Researchers at the unit of neurology and neurorehabilitation at IRCCS Neuromed, in Italy, were interested in better understanding the relationship between lipid metabolism and MS because, they said, “interventions aimed at lowering abnormal serum lipid levels could reduce the accumulation of disability.”

To that end, they examined 140 RRMS patients to assess whether an elevated body mass index (BMI; a reflection of body fat mass), and an increase in lipids in the blood at the time of diagnosis, correlated with inflammation of the central nervous system (CNS; brain and spinal cord) and MS severity.

Among the participants, 83 had a normal weight, 33 were considered overweight, and 24 filled the criteria for obese.

Neuroinflammation was assessed by measuring multiple inflammatory molecules in patient samples of cerebrospinal fluid (CSF), a body fluid running through the brain and spinal cord.
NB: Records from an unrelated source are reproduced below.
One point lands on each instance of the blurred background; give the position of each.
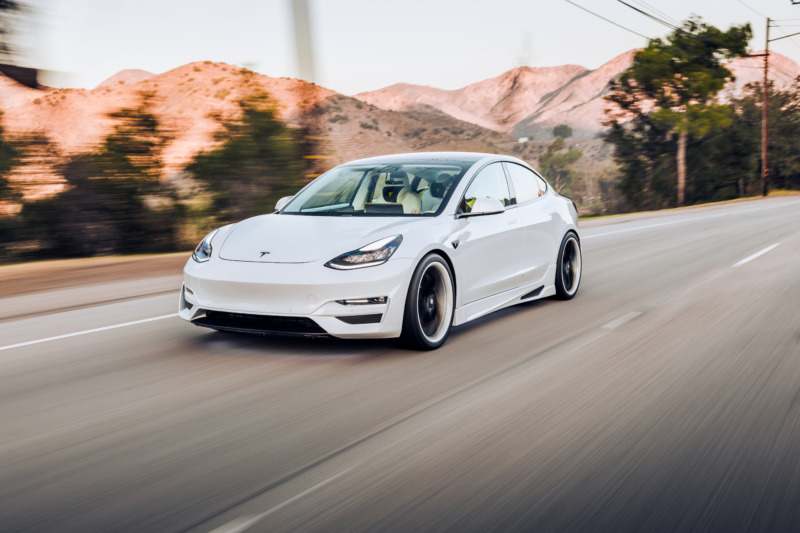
(137, 128)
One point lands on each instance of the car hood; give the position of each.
(278, 238)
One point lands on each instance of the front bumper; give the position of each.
(293, 298)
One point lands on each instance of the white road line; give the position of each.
(755, 255)
(244, 523)
(86, 332)
(617, 322)
(670, 223)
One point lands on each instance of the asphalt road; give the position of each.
(665, 397)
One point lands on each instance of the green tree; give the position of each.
(562, 130)
(679, 78)
(9, 158)
(556, 163)
(258, 160)
(114, 201)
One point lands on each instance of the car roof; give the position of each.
(449, 157)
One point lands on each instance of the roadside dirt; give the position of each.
(28, 278)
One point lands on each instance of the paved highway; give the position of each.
(665, 397)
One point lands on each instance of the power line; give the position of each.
(657, 11)
(649, 15)
(608, 20)
(785, 35)
(752, 9)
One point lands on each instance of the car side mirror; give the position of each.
(485, 206)
(282, 202)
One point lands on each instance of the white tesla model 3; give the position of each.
(393, 246)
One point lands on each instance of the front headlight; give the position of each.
(373, 254)
(202, 253)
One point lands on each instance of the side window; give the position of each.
(542, 185)
(489, 183)
(527, 185)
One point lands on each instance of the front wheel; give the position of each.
(429, 305)
(568, 267)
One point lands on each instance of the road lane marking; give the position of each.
(244, 523)
(86, 332)
(755, 255)
(681, 221)
(617, 322)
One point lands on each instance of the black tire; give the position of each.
(568, 267)
(429, 305)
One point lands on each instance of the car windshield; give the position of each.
(380, 189)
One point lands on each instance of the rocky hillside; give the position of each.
(189, 102)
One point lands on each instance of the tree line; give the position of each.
(677, 143)
(115, 201)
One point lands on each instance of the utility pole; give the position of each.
(765, 108)
(764, 120)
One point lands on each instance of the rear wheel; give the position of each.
(569, 267)
(429, 305)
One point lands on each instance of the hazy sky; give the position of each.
(362, 45)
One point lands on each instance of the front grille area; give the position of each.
(263, 324)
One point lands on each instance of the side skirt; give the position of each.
(525, 293)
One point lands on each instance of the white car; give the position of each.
(393, 246)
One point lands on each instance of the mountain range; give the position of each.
(529, 102)
(190, 100)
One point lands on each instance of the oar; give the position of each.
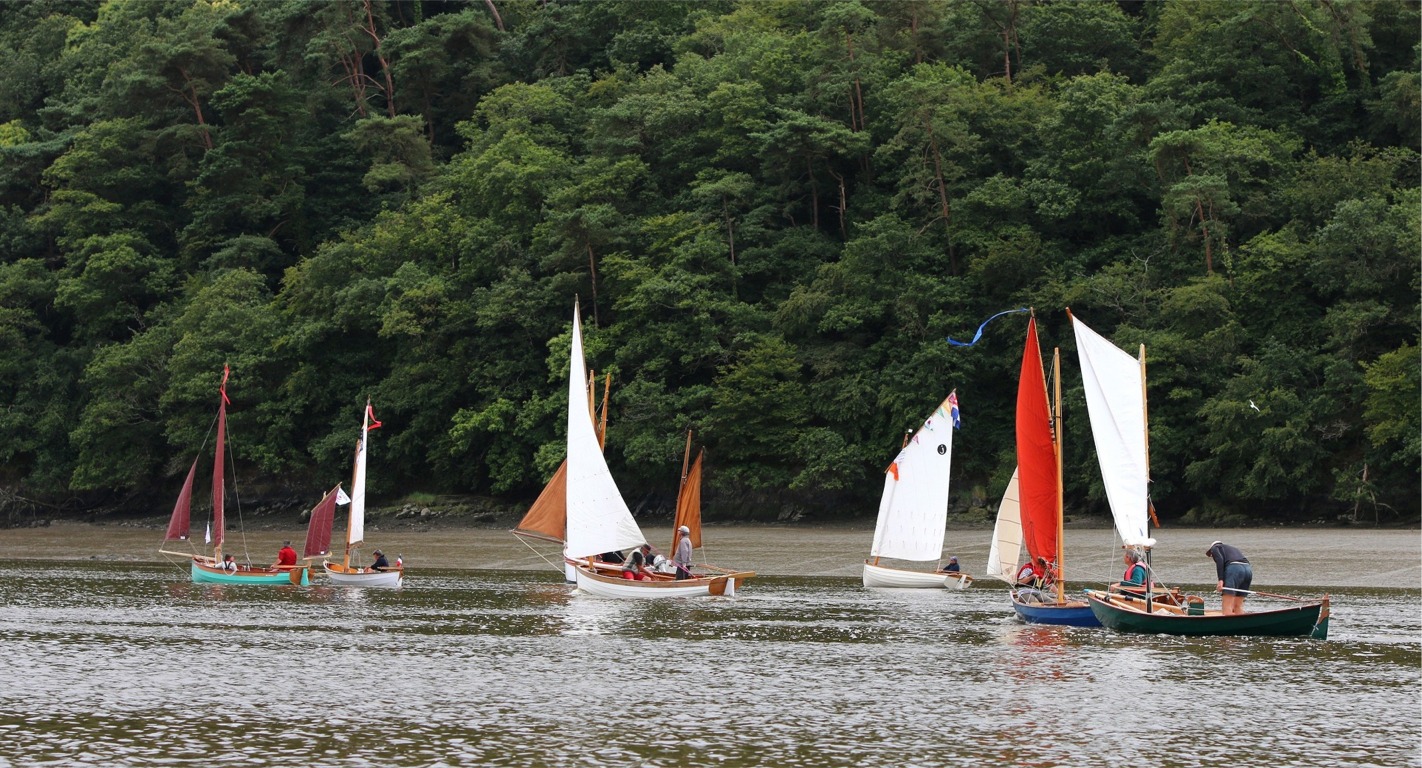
(1271, 595)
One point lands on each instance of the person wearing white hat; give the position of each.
(683, 558)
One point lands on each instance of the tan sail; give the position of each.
(688, 499)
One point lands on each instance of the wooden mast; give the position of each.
(350, 508)
(1057, 445)
(681, 485)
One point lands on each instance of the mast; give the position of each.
(218, 460)
(681, 487)
(350, 508)
(1145, 421)
(1057, 447)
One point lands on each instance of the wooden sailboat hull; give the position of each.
(880, 576)
(1071, 613)
(339, 576)
(204, 573)
(1126, 615)
(616, 586)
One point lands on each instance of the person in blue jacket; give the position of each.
(1233, 575)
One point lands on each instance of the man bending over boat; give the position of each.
(1233, 575)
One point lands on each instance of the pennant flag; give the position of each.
(979, 334)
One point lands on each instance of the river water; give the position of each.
(114, 657)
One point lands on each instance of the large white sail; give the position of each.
(356, 526)
(1116, 406)
(915, 504)
(597, 516)
(1007, 535)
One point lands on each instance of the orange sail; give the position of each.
(1035, 454)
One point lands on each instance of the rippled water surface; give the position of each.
(113, 663)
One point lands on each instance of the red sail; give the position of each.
(216, 474)
(179, 524)
(1035, 454)
(319, 531)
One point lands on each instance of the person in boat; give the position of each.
(285, 558)
(683, 558)
(1138, 575)
(636, 565)
(1233, 575)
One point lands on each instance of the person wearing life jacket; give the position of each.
(1138, 575)
(1033, 573)
(634, 568)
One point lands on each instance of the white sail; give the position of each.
(1007, 535)
(1116, 406)
(356, 525)
(597, 516)
(915, 504)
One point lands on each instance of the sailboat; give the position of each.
(599, 519)
(1038, 492)
(1116, 406)
(209, 568)
(346, 573)
(913, 508)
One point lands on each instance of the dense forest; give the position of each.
(774, 214)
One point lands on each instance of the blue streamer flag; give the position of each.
(979, 334)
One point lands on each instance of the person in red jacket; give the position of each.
(286, 558)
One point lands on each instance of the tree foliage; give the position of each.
(772, 214)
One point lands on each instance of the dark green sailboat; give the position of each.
(1131, 613)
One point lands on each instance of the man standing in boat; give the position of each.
(683, 558)
(1233, 575)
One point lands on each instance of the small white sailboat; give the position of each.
(346, 573)
(599, 519)
(913, 509)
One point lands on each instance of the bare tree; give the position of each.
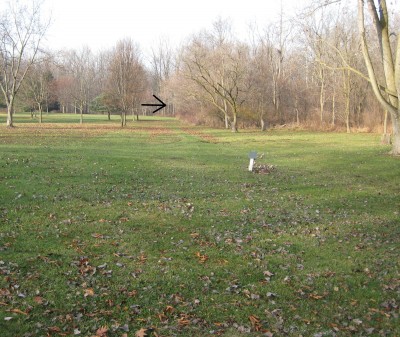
(38, 86)
(21, 33)
(218, 66)
(127, 80)
(388, 93)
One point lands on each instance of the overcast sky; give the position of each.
(99, 24)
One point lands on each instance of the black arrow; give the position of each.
(162, 105)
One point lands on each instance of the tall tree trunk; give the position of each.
(333, 109)
(234, 123)
(10, 114)
(396, 135)
(40, 113)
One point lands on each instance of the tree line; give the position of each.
(330, 66)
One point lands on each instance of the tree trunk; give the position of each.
(263, 124)
(385, 139)
(10, 116)
(234, 123)
(396, 135)
(333, 109)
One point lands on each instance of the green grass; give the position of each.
(160, 225)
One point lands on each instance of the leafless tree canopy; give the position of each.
(333, 65)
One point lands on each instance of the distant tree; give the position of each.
(218, 65)
(388, 92)
(81, 68)
(38, 87)
(21, 33)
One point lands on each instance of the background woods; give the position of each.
(306, 70)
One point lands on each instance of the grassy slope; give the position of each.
(160, 225)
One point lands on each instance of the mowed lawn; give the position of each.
(158, 229)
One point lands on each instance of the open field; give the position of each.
(107, 231)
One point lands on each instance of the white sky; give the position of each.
(99, 24)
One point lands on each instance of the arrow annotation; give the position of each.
(162, 105)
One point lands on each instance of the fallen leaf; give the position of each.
(38, 299)
(202, 258)
(17, 311)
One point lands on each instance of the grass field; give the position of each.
(158, 229)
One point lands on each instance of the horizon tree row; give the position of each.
(323, 68)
The CSF was collected by spinal tap.

The investigators then analyzed the lipids concentration in blood (serum), including triglycerides, total cholesterol, and high-density lipoprotein cholesterol (HDL), known as “good” chlolesterol.

The data revealed that, at the time of MS diagnosis, obese patients had a greater risk of disability, as measured by the Expanded Disability Status Scale (EDSS), a commonly used measure of MS severity.

Moreover, obesity was accompanied by higher levels of interleukin-6 (IL-6) and leptin, two well-known promoters of inflammation. Leptin is an hormone, released by fat cells in adipose tissue (a storage organ), that conveys signals to the brain. Leptin also is known to support pro-inflammatory responses against the CNS.

Unlike IL-6 and leptin, the CSF of obese patients tended to have less interleukin-13 (IL-13), an anti-inflammatory factor.

In contrast, more triglycerides and a higher ratio of total to HDL cholesterol — known as “bad” cholesterol — were associated with higher IL-6 levels in the CSF, the researchers said. This supports the relationship between the amount of lipids in the blood and neuroinflammation.

“This study confirms that obesity is associated with greater symptomatic severity of relapsing-remitting multiple sclerosis. In particular, the analysis of cerebrospinal fluid has highlighted the role of leptin produced by fat cells,” Mario Stampanoni Bassi, MD, neurologist at Neuromed and lead author of the study, said in a press release.

The results “suggest that excessive body weight, or altered lipid profile, are associated to increased central inflammation causing a worse clinical expression of the disease,” Stampanoni said.

The team said these findings “could provide new therapeutic opportunities aimed at limiting the negative impact of altered lipid metabolism on inflammatory response in MS, representing useful adjunctive strategies to modify the course of this potentially devastating disease.”

The study’s senior leader, Diego Centonze, MD, PhD, emphasized approaches focused on diet and exercise.

“Specific strategies, such as diet or increased physical activity, may therefore pave the way to the possibility of improving the condition of patients with multiple sclerosis, contrasting the increase of disability over time,” said Centonze, professor at University of Rome Tor Vergata and head of the neurology unit at Neuromed.